Kapitel 4

Quand la conversation a porté sur la nourriture, il a dit à sa femme : « Je me demande quelles sont les nouveautés ? J'irai au marché avec toi demain ! » Sa femme a répondu : « Inutile d'y aller. Achète ce qui te plaît. Il faut qu'on économise pour les fêtes. » Yu Fang a rétorqué : « En fait, on n'est pas obligé de bien manger pendant les fêtes. C'est juste que c'est cher, alors pourquoi s'embêter ? » Sa femme, campant sur ses positions, a insisté : « Il faut bien fêter les fêtes ! »

La question de savoir s'il fallait fêter ou non les vacances fut finalement tranchée par quelqu'un d'autre.
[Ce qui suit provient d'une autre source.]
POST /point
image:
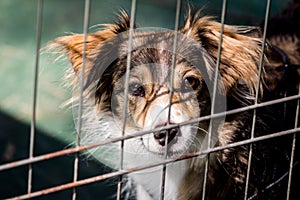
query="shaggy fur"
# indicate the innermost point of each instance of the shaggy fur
(238, 69)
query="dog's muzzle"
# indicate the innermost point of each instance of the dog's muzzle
(166, 135)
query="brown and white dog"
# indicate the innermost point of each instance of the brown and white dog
(192, 88)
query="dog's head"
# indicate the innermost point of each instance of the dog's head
(159, 94)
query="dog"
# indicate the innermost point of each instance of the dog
(172, 93)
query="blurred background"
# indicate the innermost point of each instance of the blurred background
(55, 129)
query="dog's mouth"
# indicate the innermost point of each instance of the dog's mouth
(165, 143)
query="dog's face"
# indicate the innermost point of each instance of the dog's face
(150, 103)
(149, 99)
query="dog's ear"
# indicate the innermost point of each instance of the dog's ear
(240, 50)
(73, 45)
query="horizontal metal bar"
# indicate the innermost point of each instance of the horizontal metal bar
(163, 162)
(118, 139)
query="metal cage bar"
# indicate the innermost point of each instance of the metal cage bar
(34, 159)
(223, 13)
(126, 91)
(176, 27)
(257, 95)
(86, 20)
(35, 88)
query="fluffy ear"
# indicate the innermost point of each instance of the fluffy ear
(240, 50)
(73, 45)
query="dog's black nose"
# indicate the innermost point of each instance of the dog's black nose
(161, 136)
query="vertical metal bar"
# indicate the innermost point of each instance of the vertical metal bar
(293, 149)
(81, 85)
(35, 85)
(214, 97)
(164, 169)
(131, 29)
(261, 60)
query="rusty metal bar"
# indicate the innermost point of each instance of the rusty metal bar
(35, 86)
(214, 97)
(126, 90)
(293, 148)
(81, 87)
(118, 139)
(170, 160)
(261, 60)
(176, 27)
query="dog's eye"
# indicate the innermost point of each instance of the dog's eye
(190, 82)
(137, 90)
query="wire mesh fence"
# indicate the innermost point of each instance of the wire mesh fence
(122, 170)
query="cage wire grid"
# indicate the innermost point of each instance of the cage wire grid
(120, 173)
Un ami, venu lui emprunter de l'argent en urgence, lui prit la quasi-totalité du salaire que Yu-fang venait de recevoir. Cet ami était aussi un collègue de longue date de Yu-fang. Il vint ce jour-là, bavarda un moment, et Shi-jun, voyant qu'il semblait avoir quelque chose à dire, partit et retourna dans sa chambre. Peu après, Mme Xu vint frapper à sa porte pour aller chercher un de ses poêles à charbon et l'appela : « Shi-jun ! »

«

Oncle Xu prépare des nouilles en soupe au croaker jaune, viens manger avec nous

!

» Shijun sourit et accepta, puis suivit Yufang. Ce dernier était là, retroussant ses manches et s'apprêtant à cuisiner. Il dit à son invité

: «

Viens chez moi, tu peux manger tout ce que j'ai à te proposer, je ne dépenserai pas un sou de plus pour toi, ne t'inquiète pas

!

»

Outre les nouilles, il y avait deux plats froids. Yu Fang était très fier de ses talents culinaires, mais même ce grand chef avait besoin d'une aide précieuse pour tout préparer, coupant chaque ingrédient en lamelles et le hachant finement. Madame Xu était donc toujours occupée. De plus, Yu Fang était méticuleux en cuisine, disposant une grande variété d'ingrédients dans de nombreuses assiettes, emplissant toute la pièce. Les invités étaient partis depuis une demi-journée, et Madame Xu était encore là à faire la vaisselle. Elle avait acheté ce poisson le matin même, car Shu Hui avait exprimé le désir d'en manger. Maintenant, après avoir retiré une partie du poisson, elle avait reconstitué la tête et la queue pour lui donner l'apparence d'un poisson entier, et l'avait posé sur la planche à découper, prête à le faire frire pour le dîner, comme prévu.

À son retour, l'oncle Hui fut surpris de voir le poisson et s'exclama : « Pourquoi la tête de ce poisson est-elle si grosse ? »

Yu Fang intervint : « Ce poisson est petit. » Mme Xu ne put s'empêcher de rire elle aussi.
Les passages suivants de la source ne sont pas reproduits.